I think AA can be really damaging to people with trauma issues.
This needs to be shouted from a mountain top. I agree so much. I am so thankful that my therapist said to me the other day that she thinks I'm doing a great job being a sponsor seeing how I separate sponsorship from therapy, and how I always tell my sponsees stuff like "that's not an issue for a sponsor, that's an issue for a therapist", etc. There must be strong clear lines between the two. My only role is taking someone through the steps. I also make clear that step work does not solve mental illness. I had a sponsor who didn't want to continue IOP and only do her step work. I told her I'd stop working with her if she stopped the IOP on her own accord. The steps help with alcoholism, nothing more.

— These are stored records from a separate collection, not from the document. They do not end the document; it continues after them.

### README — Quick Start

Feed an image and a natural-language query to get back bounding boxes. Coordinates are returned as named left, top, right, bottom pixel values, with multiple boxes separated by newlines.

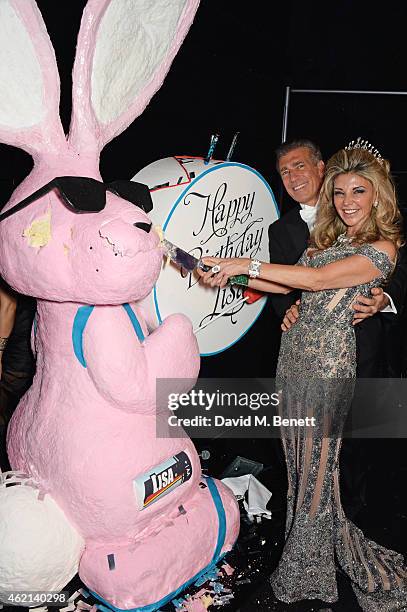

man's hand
left=281, top=300, right=301, bottom=331
left=352, top=287, right=389, bottom=325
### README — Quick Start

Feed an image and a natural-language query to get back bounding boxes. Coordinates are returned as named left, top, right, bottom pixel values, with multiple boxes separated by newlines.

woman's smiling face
left=333, top=173, right=375, bottom=236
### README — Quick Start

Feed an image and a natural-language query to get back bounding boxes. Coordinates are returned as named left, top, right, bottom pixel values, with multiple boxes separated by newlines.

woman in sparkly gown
left=201, top=146, right=407, bottom=612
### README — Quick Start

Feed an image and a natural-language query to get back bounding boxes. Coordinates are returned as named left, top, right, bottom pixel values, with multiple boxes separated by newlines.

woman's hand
left=197, top=257, right=250, bottom=287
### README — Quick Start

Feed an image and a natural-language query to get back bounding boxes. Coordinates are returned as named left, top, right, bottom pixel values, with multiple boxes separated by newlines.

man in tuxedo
left=269, top=140, right=407, bottom=519
left=269, top=140, right=407, bottom=378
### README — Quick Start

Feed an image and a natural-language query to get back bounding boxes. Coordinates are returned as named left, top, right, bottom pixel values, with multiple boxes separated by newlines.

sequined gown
left=271, top=236, right=407, bottom=612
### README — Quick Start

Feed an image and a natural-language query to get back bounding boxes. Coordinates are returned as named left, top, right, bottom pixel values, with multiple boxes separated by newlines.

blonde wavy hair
left=311, top=149, right=403, bottom=250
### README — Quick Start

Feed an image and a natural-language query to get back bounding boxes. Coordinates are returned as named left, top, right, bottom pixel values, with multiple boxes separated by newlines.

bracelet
left=229, top=274, right=249, bottom=287
left=249, top=259, right=261, bottom=278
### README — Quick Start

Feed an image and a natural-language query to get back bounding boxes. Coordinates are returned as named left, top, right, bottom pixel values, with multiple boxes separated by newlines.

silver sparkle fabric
left=271, top=236, right=407, bottom=612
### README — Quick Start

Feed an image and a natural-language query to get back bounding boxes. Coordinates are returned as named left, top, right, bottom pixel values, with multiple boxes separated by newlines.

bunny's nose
left=133, top=221, right=152, bottom=234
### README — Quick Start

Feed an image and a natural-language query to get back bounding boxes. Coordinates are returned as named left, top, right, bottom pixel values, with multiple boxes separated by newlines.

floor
left=3, top=440, right=407, bottom=612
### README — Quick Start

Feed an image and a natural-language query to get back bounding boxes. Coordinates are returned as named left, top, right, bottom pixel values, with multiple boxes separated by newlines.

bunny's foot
left=79, top=478, right=239, bottom=612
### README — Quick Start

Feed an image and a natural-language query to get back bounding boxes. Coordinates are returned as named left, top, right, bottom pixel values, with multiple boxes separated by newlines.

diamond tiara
left=345, top=136, right=383, bottom=165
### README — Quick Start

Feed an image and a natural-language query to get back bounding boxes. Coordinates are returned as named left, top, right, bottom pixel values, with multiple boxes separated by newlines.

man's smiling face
left=278, top=147, right=324, bottom=206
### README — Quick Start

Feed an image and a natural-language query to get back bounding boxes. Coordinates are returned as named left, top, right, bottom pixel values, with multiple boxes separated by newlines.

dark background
left=0, top=0, right=407, bottom=377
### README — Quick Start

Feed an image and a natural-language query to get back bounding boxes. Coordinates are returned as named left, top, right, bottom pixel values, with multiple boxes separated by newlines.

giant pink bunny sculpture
left=0, top=0, right=239, bottom=611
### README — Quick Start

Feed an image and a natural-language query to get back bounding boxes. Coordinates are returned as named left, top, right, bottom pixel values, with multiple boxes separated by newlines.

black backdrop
left=0, top=0, right=407, bottom=376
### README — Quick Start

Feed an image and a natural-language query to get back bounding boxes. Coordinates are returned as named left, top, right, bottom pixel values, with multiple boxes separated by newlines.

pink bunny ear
left=0, top=0, right=65, bottom=155
left=69, top=0, right=199, bottom=152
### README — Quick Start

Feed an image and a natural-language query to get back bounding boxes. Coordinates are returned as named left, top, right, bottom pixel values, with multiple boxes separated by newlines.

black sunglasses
left=0, top=176, right=153, bottom=222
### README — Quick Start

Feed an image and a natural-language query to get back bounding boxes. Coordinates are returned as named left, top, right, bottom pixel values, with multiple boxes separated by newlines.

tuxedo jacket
left=269, top=206, right=407, bottom=378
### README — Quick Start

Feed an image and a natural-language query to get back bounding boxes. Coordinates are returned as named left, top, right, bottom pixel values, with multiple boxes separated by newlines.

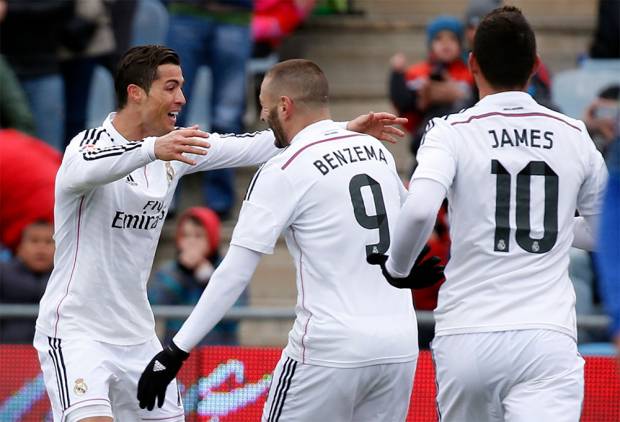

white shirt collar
left=476, top=91, right=536, bottom=107
left=291, top=119, right=340, bottom=144
left=102, top=112, right=129, bottom=142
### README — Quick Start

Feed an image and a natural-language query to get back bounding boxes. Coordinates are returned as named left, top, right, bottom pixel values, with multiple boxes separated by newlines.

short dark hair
left=114, top=45, right=181, bottom=109
left=473, top=6, right=536, bottom=88
left=265, top=59, right=329, bottom=106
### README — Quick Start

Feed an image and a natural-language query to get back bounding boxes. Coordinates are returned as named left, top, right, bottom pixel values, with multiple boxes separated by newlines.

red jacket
left=0, top=129, right=62, bottom=251
left=404, top=59, right=474, bottom=132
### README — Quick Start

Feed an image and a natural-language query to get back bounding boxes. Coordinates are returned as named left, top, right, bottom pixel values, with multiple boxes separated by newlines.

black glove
left=138, top=341, right=189, bottom=410
left=366, top=245, right=444, bottom=290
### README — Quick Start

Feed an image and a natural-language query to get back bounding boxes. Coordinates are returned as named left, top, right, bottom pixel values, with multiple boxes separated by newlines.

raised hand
left=347, top=111, right=407, bottom=144
left=366, top=246, right=444, bottom=290
left=155, top=126, right=211, bottom=165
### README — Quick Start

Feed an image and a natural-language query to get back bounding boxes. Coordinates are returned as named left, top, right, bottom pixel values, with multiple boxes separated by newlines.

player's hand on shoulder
left=155, top=126, right=211, bottom=165
left=366, top=246, right=444, bottom=290
left=138, top=341, right=189, bottom=410
left=347, top=111, right=407, bottom=144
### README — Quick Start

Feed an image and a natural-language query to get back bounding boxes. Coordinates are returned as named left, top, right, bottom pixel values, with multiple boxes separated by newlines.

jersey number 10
left=491, top=160, right=559, bottom=253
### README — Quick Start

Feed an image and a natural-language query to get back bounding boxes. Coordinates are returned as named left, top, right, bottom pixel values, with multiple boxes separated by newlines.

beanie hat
left=176, top=207, right=221, bottom=258
left=465, top=0, right=502, bottom=26
left=426, top=15, right=463, bottom=45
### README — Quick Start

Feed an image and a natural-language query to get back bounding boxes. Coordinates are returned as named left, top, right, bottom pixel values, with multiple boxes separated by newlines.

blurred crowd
left=0, top=0, right=620, bottom=347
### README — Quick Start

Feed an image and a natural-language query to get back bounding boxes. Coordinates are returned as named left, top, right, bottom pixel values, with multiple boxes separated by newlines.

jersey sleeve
left=230, top=163, right=299, bottom=254
left=56, top=138, right=156, bottom=192
left=411, top=119, right=457, bottom=190
left=577, top=133, right=608, bottom=216
left=179, top=130, right=281, bottom=174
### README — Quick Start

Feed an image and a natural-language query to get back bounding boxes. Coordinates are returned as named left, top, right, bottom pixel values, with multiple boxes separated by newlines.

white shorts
left=431, top=330, right=584, bottom=422
left=262, top=353, right=417, bottom=422
left=34, top=331, right=185, bottom=422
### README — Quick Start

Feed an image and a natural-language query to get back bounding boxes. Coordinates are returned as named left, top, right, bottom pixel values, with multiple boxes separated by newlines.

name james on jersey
left=489, top=129, right=555, bottom=149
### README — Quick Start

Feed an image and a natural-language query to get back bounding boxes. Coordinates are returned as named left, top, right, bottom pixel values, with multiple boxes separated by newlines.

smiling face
left=259, top=77, right=289, bottom=148
left=137, top=64, right=185, bottom=136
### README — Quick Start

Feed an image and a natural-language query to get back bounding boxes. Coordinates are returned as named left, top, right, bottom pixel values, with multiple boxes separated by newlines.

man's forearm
left=173, top=245, right=262, bottom=352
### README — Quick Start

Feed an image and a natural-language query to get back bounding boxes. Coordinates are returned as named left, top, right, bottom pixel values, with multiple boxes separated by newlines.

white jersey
left=36, top=113, right=279, bottom=345
left=231, top=120, right=418, bottom=367
left=413, top=92, right=607, bottom=338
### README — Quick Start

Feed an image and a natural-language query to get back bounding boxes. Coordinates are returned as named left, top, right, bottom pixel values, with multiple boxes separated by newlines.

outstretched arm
left=347, top=111, right=407, bottom=144
left=386, top=179, right=446, bottom=277
left=57, top=126, right=209, bottom=192
left=138, top=245, right=262, bottom=410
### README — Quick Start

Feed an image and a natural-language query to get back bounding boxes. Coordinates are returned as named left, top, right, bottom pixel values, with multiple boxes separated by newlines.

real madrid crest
left=166, top=161, right=174, bottom=184
left=73, top=378, right=88, bottom=396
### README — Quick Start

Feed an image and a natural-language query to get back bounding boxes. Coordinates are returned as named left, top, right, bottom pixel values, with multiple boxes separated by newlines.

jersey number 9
left=349, top=173, right=390, bottom=256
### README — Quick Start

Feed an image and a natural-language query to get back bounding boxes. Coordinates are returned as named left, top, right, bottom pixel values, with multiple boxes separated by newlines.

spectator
left=60, top=0, right=115, bottom=144
left=168, top=0, right=253, bottom=219
left=0, top=56, right=35, bottom=135
left=583, top=85, right=620, bottom=156
left=148, top=207, right=247, bottom=345
left=0, top=129, right=61, bottom=253
left=390, top=16, right=473, bottom=163
left=464, top=0, right=558, bottom=110
left=0, top=0, right=73, bottom=151
left=590, top=0, right=620, bottom=59
left=0, top=220, right=54, bottom=343
left=252, top=0, right=316, bottom=122
left=596, top=112, right=620, bottom=361
left=103, top=0, right=138, bottom=74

I agree. You stated this so well. I struggled a lot with a previous sponsor who disagreed with my therapist regarding amends and if I listened to her and not my therapist, would have caused me a lot of harm. I've had other sponsors poke fun at my going to therapy, calling it immature, etc. I've heard of others who think you're not truly sober if you take meds for anxiety or depression, etc. Sponsors are not trained mental health professionals!!! And sponsors in AA need to stop bad mouthing mental health professionals.


I'm trying to tell what the difference is for myself so I can figure out what needs to be worked on--from a spiritual angle or depression/anxiety outside of alcoholism angle. I don't know how to tell.

-Some people stop drinking and their depression/anxiety goes away, which means the alcohol was causing it directly or both directly and indirectly. These are the types who do very well with "don't drink and go to meetings."

-Some people stop drinking and their depression/anxiety worsen, because they were using alcohol to self medicate. Alcohol was the solution until it became a problem. These are us types who get worse from "don't drink and go to meetings".

-Some people stop drinking and their depression/anxiety goes away when they have a spiritual awakening from doing the step work.

-Some people stop drinking, have a spiritual awakening from the step work, and their depression/anxiety comes back because they're suffering from untreated alcoholism.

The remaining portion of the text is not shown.